Cary, Annie Louise (1841–1921)
Cary, Annie Louise (1841–1921)
American contralto. Born Ann Louisa Cary in Wayne, Maine, on October 22, 1841; died in Norwalk, Connecticut, on April 3, 1921; grew up in Yarmouth and Gorham; graduated from Gorham Seminary, 1860; studied in Milan under Giovanni Corsi; studied with Pauline Viardot in Baden-Baden and Giovanni Bottesini in Paris; married Charles M. Raymond (a New York banker), in 1882.
Made her debut as an operatic contralto in Copenhagen (1868); made her London debut at Covent Garden in Donizetti's Lucrezia Borgia (1870); appeared in the American premieres of Verdi's Requiem (1874), Bach's Magnificat (1875) and Christmas Oratorio (1877), and Boito's Mefistofele (1880).
Born in Wayne, Maine, on October 22, 1841, the contralto Annie Louise Cary began to study abroad in 1866. She had a successful European career for several years, singing in Stockholm, Paris, and London. In 1870, she made her New York debut at Steinway Hall in Flotow's Martha, with a company that featured Christine Nilsson . Cary's success with the public was instantaneous, and for years she was the most popular, as well as the most preeminent, contralto in America. In New York, she created the part of Amneris in Aïda in 1873. The following year, she became the first American woman to sing a Wagnerian role in the United States when she undertook Lohengrin.
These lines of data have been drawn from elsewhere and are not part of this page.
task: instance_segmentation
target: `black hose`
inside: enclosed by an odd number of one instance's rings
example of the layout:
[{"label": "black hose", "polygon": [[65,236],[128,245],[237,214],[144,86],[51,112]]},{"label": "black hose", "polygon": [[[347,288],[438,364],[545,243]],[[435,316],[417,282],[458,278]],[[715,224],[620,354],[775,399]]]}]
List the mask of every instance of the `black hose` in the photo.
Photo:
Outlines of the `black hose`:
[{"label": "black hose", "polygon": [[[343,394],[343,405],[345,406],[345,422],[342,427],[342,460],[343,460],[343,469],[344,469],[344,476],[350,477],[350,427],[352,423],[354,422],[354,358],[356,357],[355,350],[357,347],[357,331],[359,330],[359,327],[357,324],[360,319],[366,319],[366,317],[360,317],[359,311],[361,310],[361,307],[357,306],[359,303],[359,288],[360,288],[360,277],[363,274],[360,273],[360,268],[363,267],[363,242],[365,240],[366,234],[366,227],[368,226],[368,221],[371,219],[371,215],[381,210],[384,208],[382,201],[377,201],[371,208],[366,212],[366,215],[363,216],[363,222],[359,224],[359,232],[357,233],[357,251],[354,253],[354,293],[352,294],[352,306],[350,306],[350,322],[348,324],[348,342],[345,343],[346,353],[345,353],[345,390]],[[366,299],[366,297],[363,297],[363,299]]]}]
Her tours in Russia in 1875–77, her only return to Europe, were a series of continuous triumphs.
In 1882, Cary married Charles M. Raymond of Brooklyn and retired from public life, singing only occasionally for charity. At her death, she bequeathed $50,000 to the Peoples' Symphony Orchestra of New York and the same amount to charitable and educational institutions.